When Slindon House, Sussex, was undergoing some restorations, a “priest’s hole” communicating with the roof was discovered. It contained some ancient devotional books, and against the walls were hung stout leathern straps, by which a person could let himself down.
The internal arrangements at Plowden Hall, Shropshire, give one a good idea of the feeling of insecurity that must have been so prevalent in those “good old days.” Running from the top of the house there is in the thickness of the wall, a concealed circular shoot about a couple of feet in diameter, through which a person could lower himself, if necessary, to the ground floor by the aid of a rope. Here also, beneath the floor-boards of a cupboard in one of the bedrooms, is a concealed chamber with a fixed shelf, presumably provided to act as a sort of table for the unfortunate individual who was forced to occupy the narrow limits of the room. Years before this hiding-place was opened to the light of day (in the course of some alterations to the house), its existence and actual position was well known; still, strange to say, the way into it had never been discovered.

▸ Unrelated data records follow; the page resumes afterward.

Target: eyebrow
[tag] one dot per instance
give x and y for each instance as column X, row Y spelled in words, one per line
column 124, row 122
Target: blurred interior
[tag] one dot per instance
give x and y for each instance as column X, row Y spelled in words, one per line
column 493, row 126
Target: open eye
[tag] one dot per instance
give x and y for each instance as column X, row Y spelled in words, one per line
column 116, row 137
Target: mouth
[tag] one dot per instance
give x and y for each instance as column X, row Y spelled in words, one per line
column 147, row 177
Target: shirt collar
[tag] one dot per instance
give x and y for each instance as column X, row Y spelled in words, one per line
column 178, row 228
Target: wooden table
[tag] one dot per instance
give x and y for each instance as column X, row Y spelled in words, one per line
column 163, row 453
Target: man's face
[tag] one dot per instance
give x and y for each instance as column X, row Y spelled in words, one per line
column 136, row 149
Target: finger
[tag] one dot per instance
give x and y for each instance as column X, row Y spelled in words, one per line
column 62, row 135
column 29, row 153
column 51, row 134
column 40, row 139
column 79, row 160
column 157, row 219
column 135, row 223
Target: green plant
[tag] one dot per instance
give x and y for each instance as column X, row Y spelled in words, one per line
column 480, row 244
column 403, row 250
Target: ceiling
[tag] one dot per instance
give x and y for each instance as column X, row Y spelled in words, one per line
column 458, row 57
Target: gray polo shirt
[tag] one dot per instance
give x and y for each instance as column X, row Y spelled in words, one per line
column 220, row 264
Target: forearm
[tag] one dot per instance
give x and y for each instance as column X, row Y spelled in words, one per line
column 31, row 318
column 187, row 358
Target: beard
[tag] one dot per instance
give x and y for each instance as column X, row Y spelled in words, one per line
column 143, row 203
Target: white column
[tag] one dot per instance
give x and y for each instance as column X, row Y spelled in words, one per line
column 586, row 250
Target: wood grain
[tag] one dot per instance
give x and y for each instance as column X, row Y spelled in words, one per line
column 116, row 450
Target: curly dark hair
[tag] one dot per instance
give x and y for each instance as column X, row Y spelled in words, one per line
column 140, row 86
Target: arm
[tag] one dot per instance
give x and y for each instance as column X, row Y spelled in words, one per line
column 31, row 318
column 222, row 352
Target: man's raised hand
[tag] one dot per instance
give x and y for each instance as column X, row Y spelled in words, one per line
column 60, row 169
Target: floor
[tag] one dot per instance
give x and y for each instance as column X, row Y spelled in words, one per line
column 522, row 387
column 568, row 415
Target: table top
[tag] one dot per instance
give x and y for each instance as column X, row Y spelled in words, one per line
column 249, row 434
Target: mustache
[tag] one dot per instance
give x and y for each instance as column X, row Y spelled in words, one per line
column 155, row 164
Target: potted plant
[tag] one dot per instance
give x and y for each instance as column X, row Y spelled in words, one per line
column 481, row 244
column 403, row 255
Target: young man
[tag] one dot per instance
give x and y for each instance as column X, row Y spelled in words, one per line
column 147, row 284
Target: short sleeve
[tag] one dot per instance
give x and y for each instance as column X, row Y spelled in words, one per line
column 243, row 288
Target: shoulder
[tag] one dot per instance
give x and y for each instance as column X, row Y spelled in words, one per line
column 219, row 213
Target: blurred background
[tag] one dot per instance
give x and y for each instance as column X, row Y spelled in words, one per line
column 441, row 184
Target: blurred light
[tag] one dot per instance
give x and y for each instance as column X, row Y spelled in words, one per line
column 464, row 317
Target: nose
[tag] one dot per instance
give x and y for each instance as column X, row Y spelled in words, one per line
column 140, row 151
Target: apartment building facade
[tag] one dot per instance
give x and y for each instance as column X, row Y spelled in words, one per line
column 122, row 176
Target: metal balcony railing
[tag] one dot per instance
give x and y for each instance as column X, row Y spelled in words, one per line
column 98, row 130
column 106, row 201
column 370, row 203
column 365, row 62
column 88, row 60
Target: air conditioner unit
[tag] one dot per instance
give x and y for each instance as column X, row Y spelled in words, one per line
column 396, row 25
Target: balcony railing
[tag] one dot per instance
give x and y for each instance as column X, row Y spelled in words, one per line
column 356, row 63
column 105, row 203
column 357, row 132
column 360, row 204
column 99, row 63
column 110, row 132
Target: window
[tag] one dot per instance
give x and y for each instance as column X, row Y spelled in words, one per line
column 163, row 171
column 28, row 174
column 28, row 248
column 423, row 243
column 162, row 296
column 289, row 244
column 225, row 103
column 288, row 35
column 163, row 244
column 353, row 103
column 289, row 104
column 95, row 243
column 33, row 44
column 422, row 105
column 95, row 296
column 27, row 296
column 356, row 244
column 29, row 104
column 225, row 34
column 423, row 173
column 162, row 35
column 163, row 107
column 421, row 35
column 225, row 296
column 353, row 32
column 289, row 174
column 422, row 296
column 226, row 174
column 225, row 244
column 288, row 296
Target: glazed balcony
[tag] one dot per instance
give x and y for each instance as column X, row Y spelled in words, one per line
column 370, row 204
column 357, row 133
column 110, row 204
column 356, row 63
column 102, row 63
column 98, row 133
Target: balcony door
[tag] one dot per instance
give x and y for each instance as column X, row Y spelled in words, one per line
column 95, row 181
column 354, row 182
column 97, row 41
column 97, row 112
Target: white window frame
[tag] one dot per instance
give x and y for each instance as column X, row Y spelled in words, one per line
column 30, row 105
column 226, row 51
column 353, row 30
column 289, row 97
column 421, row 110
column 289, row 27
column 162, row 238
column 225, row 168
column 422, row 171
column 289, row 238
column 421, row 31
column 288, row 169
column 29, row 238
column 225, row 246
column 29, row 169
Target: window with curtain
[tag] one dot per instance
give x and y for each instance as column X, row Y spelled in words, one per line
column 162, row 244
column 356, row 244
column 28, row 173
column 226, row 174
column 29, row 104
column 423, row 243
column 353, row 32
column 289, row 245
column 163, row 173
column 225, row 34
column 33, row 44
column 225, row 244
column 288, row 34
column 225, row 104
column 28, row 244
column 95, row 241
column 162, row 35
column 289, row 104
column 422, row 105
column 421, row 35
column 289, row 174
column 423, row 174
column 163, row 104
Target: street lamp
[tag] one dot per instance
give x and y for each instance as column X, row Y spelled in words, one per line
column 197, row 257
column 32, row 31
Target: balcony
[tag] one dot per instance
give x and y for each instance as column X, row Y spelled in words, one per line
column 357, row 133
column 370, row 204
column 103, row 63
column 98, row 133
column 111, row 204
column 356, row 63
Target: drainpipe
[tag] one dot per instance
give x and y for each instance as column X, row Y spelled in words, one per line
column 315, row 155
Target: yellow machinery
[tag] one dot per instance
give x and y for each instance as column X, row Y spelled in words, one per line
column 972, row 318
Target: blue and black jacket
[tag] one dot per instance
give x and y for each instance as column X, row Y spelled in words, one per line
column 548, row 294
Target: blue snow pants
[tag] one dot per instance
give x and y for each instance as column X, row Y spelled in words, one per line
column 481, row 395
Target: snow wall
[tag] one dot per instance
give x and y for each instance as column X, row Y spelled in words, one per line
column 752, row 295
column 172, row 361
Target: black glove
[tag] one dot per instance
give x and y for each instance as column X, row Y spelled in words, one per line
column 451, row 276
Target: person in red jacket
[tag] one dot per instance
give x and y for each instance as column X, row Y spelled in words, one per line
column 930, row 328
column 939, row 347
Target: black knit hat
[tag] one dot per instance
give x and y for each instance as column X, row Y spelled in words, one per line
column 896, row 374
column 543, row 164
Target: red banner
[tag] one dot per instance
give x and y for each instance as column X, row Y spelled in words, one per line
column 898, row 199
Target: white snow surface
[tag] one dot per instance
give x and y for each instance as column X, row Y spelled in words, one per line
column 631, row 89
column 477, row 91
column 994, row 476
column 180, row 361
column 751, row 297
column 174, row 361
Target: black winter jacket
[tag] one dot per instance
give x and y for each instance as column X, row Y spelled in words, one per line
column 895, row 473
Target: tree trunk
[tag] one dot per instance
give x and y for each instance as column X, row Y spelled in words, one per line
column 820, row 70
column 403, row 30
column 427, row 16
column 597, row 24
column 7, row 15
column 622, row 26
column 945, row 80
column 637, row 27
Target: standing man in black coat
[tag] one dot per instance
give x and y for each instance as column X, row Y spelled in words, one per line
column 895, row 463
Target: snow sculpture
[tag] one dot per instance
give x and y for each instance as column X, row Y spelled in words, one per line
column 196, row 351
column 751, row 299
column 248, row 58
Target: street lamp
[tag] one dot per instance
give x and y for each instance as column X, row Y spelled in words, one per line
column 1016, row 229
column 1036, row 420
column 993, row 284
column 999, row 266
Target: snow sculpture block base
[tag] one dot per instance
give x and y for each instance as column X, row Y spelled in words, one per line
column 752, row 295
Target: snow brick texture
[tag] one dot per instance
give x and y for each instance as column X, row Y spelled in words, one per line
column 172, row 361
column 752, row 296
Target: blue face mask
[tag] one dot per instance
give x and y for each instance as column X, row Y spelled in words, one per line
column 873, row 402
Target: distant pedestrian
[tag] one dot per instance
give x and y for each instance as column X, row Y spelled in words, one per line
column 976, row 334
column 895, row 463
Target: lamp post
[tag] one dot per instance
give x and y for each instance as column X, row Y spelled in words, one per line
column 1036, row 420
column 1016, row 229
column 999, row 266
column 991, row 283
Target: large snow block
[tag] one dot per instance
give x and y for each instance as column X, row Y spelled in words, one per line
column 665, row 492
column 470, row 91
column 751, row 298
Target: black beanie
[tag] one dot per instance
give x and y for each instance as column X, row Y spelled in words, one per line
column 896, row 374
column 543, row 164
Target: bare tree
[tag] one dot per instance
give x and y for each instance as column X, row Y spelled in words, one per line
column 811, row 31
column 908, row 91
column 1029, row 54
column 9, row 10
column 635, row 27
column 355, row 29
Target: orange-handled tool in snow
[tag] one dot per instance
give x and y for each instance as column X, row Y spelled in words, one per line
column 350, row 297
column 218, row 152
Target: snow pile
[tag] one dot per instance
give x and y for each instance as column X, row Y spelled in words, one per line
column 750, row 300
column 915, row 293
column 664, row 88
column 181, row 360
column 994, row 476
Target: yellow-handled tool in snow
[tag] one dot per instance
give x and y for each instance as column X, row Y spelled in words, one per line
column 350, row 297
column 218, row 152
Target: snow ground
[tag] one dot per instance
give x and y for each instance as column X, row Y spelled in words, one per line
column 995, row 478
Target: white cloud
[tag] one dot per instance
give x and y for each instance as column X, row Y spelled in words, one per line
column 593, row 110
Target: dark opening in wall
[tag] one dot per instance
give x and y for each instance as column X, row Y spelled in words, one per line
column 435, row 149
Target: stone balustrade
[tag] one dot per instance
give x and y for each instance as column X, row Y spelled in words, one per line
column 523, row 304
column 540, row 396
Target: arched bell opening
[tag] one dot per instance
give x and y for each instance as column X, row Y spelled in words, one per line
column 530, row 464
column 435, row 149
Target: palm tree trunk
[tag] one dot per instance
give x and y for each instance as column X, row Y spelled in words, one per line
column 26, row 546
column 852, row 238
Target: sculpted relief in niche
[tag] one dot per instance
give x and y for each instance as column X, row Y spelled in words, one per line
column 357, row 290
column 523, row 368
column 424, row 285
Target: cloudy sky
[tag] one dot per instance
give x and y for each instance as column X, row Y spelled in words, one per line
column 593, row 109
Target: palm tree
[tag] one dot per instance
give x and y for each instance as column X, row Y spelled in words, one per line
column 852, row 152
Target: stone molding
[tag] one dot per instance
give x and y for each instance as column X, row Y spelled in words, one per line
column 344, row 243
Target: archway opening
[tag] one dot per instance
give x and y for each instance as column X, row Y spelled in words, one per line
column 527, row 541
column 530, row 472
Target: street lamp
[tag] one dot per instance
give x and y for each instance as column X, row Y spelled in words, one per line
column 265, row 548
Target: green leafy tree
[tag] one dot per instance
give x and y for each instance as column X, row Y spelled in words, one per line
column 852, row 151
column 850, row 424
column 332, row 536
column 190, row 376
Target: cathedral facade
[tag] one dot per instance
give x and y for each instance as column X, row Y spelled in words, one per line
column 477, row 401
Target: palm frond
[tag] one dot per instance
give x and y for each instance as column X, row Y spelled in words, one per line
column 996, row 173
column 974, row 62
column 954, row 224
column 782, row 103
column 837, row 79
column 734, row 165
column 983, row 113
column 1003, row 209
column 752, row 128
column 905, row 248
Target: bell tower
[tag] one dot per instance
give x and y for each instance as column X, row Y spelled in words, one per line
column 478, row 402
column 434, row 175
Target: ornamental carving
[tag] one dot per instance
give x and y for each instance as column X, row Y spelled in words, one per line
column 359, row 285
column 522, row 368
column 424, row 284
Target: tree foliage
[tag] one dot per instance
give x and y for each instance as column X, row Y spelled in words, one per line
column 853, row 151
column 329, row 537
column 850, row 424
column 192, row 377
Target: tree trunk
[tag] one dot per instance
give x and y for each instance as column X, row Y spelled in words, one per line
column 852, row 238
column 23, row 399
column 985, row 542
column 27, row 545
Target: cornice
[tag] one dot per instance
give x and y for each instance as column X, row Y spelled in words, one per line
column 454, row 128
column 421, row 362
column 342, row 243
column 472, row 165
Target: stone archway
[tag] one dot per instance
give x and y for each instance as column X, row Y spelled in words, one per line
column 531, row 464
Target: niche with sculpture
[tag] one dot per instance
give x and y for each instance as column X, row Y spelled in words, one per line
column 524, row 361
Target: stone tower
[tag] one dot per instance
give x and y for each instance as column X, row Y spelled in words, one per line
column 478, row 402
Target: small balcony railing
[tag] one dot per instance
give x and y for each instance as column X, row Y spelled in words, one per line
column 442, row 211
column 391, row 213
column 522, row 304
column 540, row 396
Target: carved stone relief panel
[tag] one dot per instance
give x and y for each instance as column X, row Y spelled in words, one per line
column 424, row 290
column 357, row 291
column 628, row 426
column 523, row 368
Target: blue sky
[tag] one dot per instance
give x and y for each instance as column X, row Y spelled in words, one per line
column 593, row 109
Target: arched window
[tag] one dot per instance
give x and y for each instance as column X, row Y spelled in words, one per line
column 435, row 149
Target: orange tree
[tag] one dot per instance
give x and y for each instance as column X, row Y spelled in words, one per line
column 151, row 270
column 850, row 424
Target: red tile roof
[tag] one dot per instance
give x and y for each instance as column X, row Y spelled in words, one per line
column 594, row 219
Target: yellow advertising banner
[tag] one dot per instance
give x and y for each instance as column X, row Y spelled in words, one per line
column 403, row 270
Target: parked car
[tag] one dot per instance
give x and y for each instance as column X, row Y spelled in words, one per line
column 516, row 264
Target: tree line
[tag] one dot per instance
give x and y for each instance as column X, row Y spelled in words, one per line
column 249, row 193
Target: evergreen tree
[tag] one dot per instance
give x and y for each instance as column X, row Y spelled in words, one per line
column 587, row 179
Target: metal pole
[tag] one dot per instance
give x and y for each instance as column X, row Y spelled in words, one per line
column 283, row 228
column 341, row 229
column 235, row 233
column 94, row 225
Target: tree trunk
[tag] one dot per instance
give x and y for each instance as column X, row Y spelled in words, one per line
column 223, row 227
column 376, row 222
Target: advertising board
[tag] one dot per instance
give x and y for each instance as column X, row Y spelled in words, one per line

KING-HUNTING: BOSCOBEL, MOSELEY, TRENT, AND HEALE
When the Civil War was raging, many a defeated cavalier owed his preservation to the “priests’ holes” and secret chambers of the old Roman Catholic houses all over the country. Did not Charles II. himself owe his life to the conveniences offered at Boscobel, Moseley, Trent, and Heale? We have elsewhere gone minutely into the young king’s hair-breadth adventures; but the story is so closely connected with the present subject that we must record something of his sojourn at these four old houses, as from an historical point of view they are of exceptional interest, if one but considers how the order of things would have been changed had either of these hiding-places been discovered at the time “his Sacred Majesty” occupied them. It is vain to speculate upon the probabilities; still, there is no ignoring the fact that had Charles been captured he would have shared the fate of his father.
[Footnote 1: See The Flight of the King.]
[Illustration: HIDING-PLACE BENEATH “THE CHAPEL,” BOSCOBEL, SALOP]
[Illustration: ENTRANCE TO HIDING-PLACE IN “THE GARRET” OR “CHAPEL,” BOSCOBEL]
[Illustration: HIDING-PLACE IN “THE SQUIRE’S BEDROOM,” BOSCOBEL]
[Illustration: SECRET PANEL, TRENT HOUSE, SOMERSETSHIRE]
[Illustration: BOSCOBEL, SALOP]
[Illustration: HIDING-PLACE, TRENT HOUSE]
[Illustration: ENTRANCE TO HIDING-PLACE, TRENT HOUSE]
[Illustration: TRENT HOUSE IN 1864]
[Illustration: HEALE HOUSE, WILTSHIRE]
After the defeat of Wigan, the gallant Earl of Derby sought refuge at the isolated, wood-surrounded hunting-lodge of Boscobel, and after remaining there concealed for two days, proceeded to Gatacre Park, now rebuilt, but then and for long after famous for its secret chambers. Here he remained hidden prior to the disastrous battle of Worcester.